Political correctness is ritualized euphemism that helps no one.

Last Edited by ch.ess at 01 Jun 07:10
...
EDM_, Germany

@ ch.ess

I fully agree with all you say on your post, the NOTAM is unacceptable, discriminatory, discretionary, wrong, etc. Not speaking up and limiting comments to political correctness was not what I meant to say with such paragraph. But speaking up and raise the concerns does not imply to make judgmental and pejorative comments on the Portuguese Authorities as I saw in one post.

Back into the subject. I have just sent as email to AOPA Portugal to seek an update. Major problem is that the NOTAM is not some internal ANAC regulation but the letter of the law from a legal diploma. Obviously there is the ANAC advisory responsibility on such diploma, I seriously doubt that someone in the Portuguese Government at that time would regulate on that without consulting aeronautic authorities.

The major question is going to be: does it bring additional taxation to us by having to pay to customs authorities trip to the destination based on the PPR submission? No clue. Based on a recent experience when the Pope visited the country last month and they closed the terrestrial borders, they will not have the capacity to implement a full check. Not clearing the PPR? That’s a possibility, but, and I am not a lawyer, that could definitely violate the ‘freedom of movement’ inside Schengen.

My hopes. Just a preemptive measure to have a 24 hours control on air movements, and from there, based on whatever suspicious they will have, conduct security checks.

Once I have a feedback from Portuguese AOPA, if they get one, I will provide a feedback of it.

Luis

LPSR, Portugal

Unfortunately it was expected and as some of you correctly mentioned

Do you have any idea what the reason is for this? Where is the pressure for this coming from?

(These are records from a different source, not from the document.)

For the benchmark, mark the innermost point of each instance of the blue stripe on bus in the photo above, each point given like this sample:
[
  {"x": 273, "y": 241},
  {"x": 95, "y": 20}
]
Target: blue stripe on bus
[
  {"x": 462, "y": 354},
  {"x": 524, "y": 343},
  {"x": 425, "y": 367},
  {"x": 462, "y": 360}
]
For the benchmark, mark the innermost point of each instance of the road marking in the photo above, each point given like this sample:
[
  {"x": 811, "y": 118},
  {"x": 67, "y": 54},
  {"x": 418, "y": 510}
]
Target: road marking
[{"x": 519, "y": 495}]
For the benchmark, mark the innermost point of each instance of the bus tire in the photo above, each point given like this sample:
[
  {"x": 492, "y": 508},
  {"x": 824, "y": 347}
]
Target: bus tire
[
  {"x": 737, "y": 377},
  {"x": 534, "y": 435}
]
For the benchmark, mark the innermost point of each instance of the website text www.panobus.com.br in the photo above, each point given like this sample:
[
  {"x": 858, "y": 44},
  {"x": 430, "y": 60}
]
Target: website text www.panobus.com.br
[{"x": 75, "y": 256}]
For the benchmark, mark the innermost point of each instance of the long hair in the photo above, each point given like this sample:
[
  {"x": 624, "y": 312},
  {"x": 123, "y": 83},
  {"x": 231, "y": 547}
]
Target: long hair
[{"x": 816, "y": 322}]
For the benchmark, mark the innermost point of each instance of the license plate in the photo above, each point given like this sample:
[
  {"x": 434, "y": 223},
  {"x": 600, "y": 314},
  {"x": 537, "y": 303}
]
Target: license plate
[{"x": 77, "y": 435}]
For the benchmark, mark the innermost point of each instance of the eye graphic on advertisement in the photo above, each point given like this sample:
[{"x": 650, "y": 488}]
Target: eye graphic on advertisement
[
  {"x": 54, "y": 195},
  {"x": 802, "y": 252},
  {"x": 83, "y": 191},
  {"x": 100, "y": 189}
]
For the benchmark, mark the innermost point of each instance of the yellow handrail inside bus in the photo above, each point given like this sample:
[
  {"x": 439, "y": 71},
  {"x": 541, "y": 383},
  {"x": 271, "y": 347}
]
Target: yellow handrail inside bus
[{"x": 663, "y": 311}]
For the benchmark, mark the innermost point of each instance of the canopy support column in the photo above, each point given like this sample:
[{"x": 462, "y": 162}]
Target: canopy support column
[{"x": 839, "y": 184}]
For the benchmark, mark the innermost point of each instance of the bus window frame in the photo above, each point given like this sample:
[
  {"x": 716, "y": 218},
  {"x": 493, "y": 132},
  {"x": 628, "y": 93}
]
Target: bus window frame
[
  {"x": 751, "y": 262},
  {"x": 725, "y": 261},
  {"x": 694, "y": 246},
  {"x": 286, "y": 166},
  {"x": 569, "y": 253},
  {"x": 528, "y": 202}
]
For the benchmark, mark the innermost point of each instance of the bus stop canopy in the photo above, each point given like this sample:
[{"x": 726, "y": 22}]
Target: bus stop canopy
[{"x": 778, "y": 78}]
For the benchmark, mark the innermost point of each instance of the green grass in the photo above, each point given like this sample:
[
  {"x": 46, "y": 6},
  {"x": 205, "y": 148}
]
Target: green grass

Is it security fears, or is it a power grab by certain authorities, or is there some commerical benefit for the larger airports that’s driving it?

EIWT Weston, Ireland

I would also hope that technical / customs stops would be somehow excempt from the extortionate handling charges at certain places. 3 Years ago, I had an operations guy in Porto sympathise with my case (I was delayed in Biarritz and would only be able to land by night, and needed to refuel with JetA1, so needed Porto LPPR instead of vilar de Luz LPVL (they are a couple miles away from each other) and in the end he came up and was really sorry, saying that the cheapest he could get was 500 euros.